In this tutorial, you will learn how to upload an object to Amazon S3 by using a multipart upload and an additional SHA-256 checksum through the AWS Command Line Interface (AWS CLI). You’ll also learn how to check the object’s data integrity by calculating the MD5 hash and SHA-256 checksum of the uploaded object.

Prerequisites

  • Before you start this tutorial, make sure that you have access to an Amazon S3 bucket that you can upload to. For more information, see Creating a bucket.

  • You must have the AWS CLI installed and configured. If you don’t have the AWS CLI installed, see Install or update to the latest version of the AWS CLI in the AWS Command Line Interface User Guide.

  • Alternatively, you can run AWS CLI commands from the console by using AWS CloudShell. AWS CloudShell is a browser-based, pre-authenticated shell that you can launch directly from the AWS Management Console. For more information, see What is CloudShell? and Getting started with AWS CloudShell in the AWS CloudShell User Guide.

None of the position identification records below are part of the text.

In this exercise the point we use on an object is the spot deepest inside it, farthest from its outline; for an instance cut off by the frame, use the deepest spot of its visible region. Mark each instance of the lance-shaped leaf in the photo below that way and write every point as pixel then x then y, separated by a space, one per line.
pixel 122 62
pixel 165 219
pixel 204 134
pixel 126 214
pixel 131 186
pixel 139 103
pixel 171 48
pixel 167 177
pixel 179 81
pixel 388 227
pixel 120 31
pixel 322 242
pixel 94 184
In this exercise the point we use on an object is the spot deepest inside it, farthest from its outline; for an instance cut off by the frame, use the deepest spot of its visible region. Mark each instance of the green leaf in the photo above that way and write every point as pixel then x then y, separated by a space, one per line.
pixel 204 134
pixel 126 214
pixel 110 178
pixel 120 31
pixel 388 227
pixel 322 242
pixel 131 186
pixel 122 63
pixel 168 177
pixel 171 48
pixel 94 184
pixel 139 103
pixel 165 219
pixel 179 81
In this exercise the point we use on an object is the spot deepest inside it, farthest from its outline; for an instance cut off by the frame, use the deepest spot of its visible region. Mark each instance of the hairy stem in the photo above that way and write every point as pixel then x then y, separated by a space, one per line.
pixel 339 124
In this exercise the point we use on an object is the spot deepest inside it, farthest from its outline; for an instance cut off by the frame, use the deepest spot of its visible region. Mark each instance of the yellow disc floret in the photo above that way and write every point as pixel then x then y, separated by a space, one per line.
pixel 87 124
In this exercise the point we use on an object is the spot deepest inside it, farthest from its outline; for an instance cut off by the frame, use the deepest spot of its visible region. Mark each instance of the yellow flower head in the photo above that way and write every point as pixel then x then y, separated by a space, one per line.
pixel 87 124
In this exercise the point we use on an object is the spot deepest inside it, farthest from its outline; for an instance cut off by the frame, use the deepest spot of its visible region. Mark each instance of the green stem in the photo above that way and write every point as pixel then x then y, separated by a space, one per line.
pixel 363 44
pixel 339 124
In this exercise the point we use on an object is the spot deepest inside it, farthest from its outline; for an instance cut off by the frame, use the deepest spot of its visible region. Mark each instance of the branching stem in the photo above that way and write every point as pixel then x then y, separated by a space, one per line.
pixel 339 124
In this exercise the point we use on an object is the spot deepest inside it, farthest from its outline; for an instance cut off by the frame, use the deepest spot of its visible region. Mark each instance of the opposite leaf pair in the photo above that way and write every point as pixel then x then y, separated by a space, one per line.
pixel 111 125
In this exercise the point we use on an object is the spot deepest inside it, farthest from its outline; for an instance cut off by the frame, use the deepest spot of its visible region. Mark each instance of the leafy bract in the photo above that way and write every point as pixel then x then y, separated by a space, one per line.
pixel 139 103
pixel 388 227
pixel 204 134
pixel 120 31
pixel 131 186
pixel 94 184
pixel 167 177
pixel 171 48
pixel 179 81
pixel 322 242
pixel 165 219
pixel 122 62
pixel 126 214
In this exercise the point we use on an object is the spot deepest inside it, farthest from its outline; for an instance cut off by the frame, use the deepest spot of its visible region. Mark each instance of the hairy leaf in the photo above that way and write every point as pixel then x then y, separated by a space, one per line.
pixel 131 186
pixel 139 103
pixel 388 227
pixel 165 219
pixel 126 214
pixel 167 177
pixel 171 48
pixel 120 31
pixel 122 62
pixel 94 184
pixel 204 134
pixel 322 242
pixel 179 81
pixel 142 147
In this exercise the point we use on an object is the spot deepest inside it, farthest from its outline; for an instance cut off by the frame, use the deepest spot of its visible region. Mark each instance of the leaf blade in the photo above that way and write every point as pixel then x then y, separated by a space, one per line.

Step 1: Create a large file

If you already have a file ready for upload, you can use the file for this tutorial. Otherwise, create a 15 MB file using the following steps. For limits related to multipart uploads, see Amazon S3 multipart upload limits.

To create a large file

Use one of the following commands to create your file, depending on which operating system you're using.

Linux or macOS

To create a 15 MB file, open your local terminal and run the following command:

dd if=/dev/urandom of=census-data.bin bs=1M count=15

This command creates a file named census-data.bin filled with random bytes, with a size of 15 MB.

Windows

To create a 15 MB file, open your local terminal and run the following command:

fsutil file createnew census-data.bin 15728640

This command creates a file named census-data.bin with a size of 15 MB of arbitrary data (15728640 bytes).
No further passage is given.